Advice on handling and recording Server Side Events (SSE) data sent over long-lived HTTP connections.

Hi there,

I’m very new to Gatling so bear with me. I have an app which uses Javascript to invoke a “server-sent events” (SSE) request. This is basically a normal HTTP request for a response with Content-Type “text/event-stream” which stays open and sends data back as a partial body response whenever an event is triggered on the server-side. So far I have used Gatling successfully to make this kind of request with the right headers, and used ResponseInfoExtractor to show that the event data is indeed received intact during the simulation.

Here are my questions.

  1. ResponseInfoExtractor only gets triggered when the response is completed, which in my case only happens when I force a timeout on the client-side (using requestTimeoutInMs in gatling.conf or similar).
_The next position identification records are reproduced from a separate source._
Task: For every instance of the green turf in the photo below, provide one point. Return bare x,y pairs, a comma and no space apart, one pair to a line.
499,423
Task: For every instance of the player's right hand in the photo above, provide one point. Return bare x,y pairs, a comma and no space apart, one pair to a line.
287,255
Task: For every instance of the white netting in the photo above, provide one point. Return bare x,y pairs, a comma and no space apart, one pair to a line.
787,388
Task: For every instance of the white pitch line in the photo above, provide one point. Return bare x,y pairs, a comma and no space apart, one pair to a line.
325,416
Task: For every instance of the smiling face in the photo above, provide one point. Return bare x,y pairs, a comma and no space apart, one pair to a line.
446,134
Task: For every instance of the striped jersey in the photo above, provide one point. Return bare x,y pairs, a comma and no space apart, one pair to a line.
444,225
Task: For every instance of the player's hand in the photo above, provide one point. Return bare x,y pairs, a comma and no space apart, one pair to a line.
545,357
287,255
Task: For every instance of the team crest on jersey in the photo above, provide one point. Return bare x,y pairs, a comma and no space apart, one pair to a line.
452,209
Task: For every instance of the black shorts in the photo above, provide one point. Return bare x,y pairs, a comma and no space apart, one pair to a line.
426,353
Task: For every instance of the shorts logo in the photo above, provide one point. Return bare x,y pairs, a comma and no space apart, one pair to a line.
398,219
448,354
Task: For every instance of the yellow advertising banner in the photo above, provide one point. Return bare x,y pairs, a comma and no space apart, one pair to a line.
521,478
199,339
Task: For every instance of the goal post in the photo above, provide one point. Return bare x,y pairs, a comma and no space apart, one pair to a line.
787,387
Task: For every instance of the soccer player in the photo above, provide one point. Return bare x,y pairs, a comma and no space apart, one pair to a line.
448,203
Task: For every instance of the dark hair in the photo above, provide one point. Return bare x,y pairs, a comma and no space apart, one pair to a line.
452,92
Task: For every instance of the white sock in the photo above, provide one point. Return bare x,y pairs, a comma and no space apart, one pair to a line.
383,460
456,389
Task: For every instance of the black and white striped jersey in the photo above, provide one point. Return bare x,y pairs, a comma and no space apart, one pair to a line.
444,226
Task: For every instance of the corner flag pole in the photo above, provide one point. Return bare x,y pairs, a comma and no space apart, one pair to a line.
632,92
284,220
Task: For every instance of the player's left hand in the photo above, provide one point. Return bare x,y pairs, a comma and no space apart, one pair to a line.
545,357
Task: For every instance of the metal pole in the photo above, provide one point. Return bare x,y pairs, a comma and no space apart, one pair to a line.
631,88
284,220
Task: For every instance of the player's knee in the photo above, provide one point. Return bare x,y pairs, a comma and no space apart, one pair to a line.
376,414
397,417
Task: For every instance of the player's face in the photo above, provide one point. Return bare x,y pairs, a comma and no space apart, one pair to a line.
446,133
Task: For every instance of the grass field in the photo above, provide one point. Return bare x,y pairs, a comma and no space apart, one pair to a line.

I would like to see the data as it arrives for testing and to capture the time it was received. Is this possible by overriding GatlingAsyncHandler.onBodyPartReceived( … )? If so how could this be configured? Will I need to change the Gatling source code itself?

  2. When I try using Gatling Recorder as a proxy the SSE request fails to establish a connection properly, and the events don’t get through. So the app is broken even though the rest of the app loads and the requests for all other HTML files, images, js etc are detected and picked up by the Gatling Recorder. However when I redeploy the Tomcat app all the SSE requests that were previously sent suddenly do appear in the Gatling recorder, as if they were piling up and being flushed on a redeploy. What could be going on here? More importantly - is there any way I can set up the Gatling recorder to successfully make this kind of connection and pass through event data so that app works fully, and still record these kinds of SSE requests being sent?

Any advice would be very gratefully received :slight_smile:

Best wishes,
Anthony.

Hi,

Making it short: we don’t currently support SSE, sorry.
Regarding the Recorder, it’s based on complete responses, so I’m not surprised it doesn’t work.
Regarding the engine, overriding GatlingAsyncHandler.onBodyPartReceived would suffice: Gatling HTTP expects complete response to proceed to the next step, and maybe put the connection back into a pool. This use case really requires a proper dedicated support.